Coming from the larger-than-life frontman of an alternative rock institution, it was a nicely humanizing statement. It was also totally unnecessary. Having already played four songs flawlessly — “Silver Gun Superman,” “Vaseline,” and “Big Empty” from the group’s 1994 album Purple and “Wicked Garden” from 1992’s Core — Stone Temple Pilots were more than ready.

Earlier, taking the stage to a chorus of “S-T-P! S-T-P!” the band seemed calm and collected, sober and sane — a polar opposite from the days when Weiland’s drug use and subsequent arrests hamstrung the band’s progress. With a lit cigarette dangling in his mouth, Weiland was perhaps a bit out of touch with the charity event’s anti-cancer theme. But with an iconoclastic cool oozing from his Beatle boots right through to his Hitler hairdo, he clearly wasn’t trying to fit in.

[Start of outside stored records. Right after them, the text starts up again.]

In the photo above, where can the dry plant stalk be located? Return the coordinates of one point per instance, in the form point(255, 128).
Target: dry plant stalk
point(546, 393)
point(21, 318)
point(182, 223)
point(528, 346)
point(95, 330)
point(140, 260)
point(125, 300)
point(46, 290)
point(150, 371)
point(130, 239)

Performing a generous 18-song set, the band stuck to the hits and played ’em with a ridiculous display of talent.

Guitarist Dean DeLeo was the envy of every Guitar Center flunkie in the house, tossing one metal riff after another into the air, while switching seamlessly from slide guitar to fretted chords on “Big Empty,” and working his usual technical wizardry into every note.

Robert DeLeo, the band’s chief songwriter, tackled both bass and acoustic guitar on “Lounge Fly,” and pulled off the uber-busy bass line on the Tiny Music… standout “Trippin on a Hole in a Paper Heart” perfectly all while sweetening the vocal lines with pitch-perfect harmonies.

Meanwhile, the show’s star, Weiland, sang the old melodies with a little extra soul. Still, he wasn’t one to be selfish about it. Holding out his microphone, he let the audience take over as lead vocalist on the final chorus of the group’s mainstream breakthrough “Plush.”

Like the fans, the singer was clearly enjoying himself. “These are all songs we haven’t played in a long time,” he said. “If it’s half as much fun for you as it is for us, then we’re doing pretty good.”

Pretty good, indeed.

The lone complaint: The band — which has spent the last several months working on an album with famed producer Don Was — didn’t play any of its new songs.

Talking to after the show, guitarist Dean DeLeo addressed the new album by saying, “It’s just not quite ready yet.”

“But soon,” he added with a twinkle in his eye. “Soon!”